Daha: Bunlar Kadınlarda Sindirim Sorunlarının Erken Belirtileridir

Bu davranışları fark ettiğinizde, kendi başınıza atabileceğiniz bazı basit adımlar vardır.

Kantor, “Sağlıksız yiyecek seçimlerinizi şeker yerine meyve, cips yerine fındık veya işlenmiş şeker yerine yüzde 70 bitter çikolata gibi sağlıklı işlenmemiş seçeneklerle değiştirin” diyor. “Sağlıklı yağlar, meyveler, sebzeler, kaliteli protein ve bütün, işlenmemiş karbonhidratlar açısından zengin dengeli bir diyet yediğinizden emin olun. Diyetiniz optimal besinlerle doluysa, afyon reseptörleriniz uyarılmadığı ve insülin seviyeleri gibi hormonlar optimal aralıkta olacağı için iştahınız azalacaktır.

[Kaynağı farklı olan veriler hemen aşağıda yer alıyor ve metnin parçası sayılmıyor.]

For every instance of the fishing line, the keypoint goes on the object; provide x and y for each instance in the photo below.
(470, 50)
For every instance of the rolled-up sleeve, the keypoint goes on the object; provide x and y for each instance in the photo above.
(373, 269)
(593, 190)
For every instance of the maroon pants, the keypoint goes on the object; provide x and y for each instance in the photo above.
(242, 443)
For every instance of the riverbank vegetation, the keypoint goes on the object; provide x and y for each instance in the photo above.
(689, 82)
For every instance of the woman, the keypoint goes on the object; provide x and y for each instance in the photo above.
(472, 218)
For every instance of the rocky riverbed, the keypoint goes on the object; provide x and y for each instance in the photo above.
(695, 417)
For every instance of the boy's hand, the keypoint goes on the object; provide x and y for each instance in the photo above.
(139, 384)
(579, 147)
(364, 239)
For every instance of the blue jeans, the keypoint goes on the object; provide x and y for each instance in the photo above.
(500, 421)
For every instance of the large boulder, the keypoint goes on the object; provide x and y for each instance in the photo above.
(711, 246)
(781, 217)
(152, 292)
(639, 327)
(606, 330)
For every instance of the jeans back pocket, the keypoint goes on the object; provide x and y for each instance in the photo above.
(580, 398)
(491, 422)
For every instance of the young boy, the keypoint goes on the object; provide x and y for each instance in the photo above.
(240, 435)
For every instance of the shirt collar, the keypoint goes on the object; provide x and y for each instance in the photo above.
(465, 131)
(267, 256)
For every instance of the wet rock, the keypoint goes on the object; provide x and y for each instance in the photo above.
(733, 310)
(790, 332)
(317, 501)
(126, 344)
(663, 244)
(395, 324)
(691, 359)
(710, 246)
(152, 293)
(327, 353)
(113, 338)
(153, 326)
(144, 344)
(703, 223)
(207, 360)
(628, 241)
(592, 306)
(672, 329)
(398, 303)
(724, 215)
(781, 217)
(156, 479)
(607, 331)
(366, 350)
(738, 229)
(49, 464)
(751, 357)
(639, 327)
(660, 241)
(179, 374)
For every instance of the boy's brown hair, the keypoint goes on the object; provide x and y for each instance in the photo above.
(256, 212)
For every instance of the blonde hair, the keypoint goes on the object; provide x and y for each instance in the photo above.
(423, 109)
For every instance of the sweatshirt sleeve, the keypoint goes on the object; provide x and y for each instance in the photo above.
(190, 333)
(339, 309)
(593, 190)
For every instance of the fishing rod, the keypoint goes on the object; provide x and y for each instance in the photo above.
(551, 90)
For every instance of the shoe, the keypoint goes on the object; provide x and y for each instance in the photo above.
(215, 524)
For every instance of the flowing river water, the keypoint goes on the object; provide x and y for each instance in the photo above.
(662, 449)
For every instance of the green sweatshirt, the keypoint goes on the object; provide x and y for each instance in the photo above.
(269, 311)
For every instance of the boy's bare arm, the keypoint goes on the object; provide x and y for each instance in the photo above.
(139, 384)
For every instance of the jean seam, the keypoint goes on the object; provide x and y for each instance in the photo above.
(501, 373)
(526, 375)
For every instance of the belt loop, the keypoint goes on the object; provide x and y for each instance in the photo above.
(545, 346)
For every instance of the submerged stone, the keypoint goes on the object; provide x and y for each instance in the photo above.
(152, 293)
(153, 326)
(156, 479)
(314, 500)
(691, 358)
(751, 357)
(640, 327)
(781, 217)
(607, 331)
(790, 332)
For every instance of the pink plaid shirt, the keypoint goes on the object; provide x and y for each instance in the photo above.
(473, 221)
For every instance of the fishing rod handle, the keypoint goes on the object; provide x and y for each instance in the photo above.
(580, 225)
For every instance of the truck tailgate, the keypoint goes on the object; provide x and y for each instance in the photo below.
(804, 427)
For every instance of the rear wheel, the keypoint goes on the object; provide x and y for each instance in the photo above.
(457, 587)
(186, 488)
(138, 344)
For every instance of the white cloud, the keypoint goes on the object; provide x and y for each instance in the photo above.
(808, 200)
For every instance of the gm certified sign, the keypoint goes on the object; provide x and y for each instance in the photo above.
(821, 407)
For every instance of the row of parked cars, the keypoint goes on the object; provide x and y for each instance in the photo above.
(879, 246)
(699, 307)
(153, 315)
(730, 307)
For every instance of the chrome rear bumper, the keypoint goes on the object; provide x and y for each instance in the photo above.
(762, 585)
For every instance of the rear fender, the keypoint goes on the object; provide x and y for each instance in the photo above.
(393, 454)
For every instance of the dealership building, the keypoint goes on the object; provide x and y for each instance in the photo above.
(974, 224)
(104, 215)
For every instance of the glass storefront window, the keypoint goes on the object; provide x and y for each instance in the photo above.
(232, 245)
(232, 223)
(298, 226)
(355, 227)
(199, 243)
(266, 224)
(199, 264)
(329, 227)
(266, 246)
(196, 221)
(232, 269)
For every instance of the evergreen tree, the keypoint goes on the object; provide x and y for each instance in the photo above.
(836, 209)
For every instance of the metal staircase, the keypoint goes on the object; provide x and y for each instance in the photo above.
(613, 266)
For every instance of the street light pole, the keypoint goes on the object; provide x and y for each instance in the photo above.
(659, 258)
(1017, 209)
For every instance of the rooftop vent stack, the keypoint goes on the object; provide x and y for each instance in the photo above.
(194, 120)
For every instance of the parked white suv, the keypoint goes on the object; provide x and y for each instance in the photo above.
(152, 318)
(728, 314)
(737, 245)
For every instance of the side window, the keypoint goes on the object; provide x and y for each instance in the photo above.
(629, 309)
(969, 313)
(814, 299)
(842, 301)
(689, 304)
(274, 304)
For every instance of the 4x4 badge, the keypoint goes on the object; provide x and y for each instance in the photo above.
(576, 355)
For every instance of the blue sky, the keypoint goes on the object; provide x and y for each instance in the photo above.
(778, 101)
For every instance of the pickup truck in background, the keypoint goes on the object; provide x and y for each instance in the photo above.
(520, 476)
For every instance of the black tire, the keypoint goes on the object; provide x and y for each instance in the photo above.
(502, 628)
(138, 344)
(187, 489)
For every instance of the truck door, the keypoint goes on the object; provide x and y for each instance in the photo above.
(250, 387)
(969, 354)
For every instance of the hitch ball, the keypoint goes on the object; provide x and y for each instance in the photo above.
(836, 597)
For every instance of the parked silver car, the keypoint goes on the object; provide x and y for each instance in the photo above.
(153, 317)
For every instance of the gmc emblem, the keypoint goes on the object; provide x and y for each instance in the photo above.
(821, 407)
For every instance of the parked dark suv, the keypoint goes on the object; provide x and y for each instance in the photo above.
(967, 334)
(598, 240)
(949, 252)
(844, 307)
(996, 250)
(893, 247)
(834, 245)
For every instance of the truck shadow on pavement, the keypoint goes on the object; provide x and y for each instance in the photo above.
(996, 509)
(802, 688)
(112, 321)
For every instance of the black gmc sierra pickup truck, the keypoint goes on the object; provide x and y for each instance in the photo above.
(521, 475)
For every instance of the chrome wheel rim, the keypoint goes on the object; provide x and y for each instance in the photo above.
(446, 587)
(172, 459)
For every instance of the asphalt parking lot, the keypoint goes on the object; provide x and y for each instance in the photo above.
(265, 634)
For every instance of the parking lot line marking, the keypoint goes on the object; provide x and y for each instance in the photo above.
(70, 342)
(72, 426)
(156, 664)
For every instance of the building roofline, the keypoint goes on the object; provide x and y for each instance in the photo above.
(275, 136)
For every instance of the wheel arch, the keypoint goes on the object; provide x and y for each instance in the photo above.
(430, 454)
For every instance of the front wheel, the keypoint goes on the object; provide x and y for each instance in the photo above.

Albers'in, farkındalık uygulamalarını benimsemek de dahil olmak üzere ek önerileri var. “İnsanlara, özlemden kurtulmak ve yanıt vermeden diğer tarafına geçmek için farkındalığı nasıl kullanacaklarını öğretmek anahtardır” diye belirtiyor. “Her zaman bir doğa yürüyüşüne çıkmanızı, meditasyon yapmanızı, sıcaklığı ve rahatlığı (çoğu gıdadan aldığımız bir his) hissetmek için üzerinize battaniyeler yığmayı öneriyorum.”

Gerekirse yardım alın

Tabii ki, sadece yiyecek takası yapmak ve şiddetli isteklerinizden kurtulmak yeterli olmayabilir, ancak umut var - tek başına yiyecek bağımlılığı ile mücadele etmek zorunda değilsiniz. Çabalarınızın size ihtiyacınız olan sonuçları vermediğini düşünüyorsanız, destek grupları arayın veya nitelikli bir danışman veya psikoloğa ulaşın.

Siz veya tanıdığınız biri bir gıda ilavesi yaşıyorsa, aşağıdaki gibi kuruluşlarla iletişime geçmeniz yardımcı olabilir. Anonim Gıda Bağımlıları ya da Gıda Bağımlılığı Enstitüsü.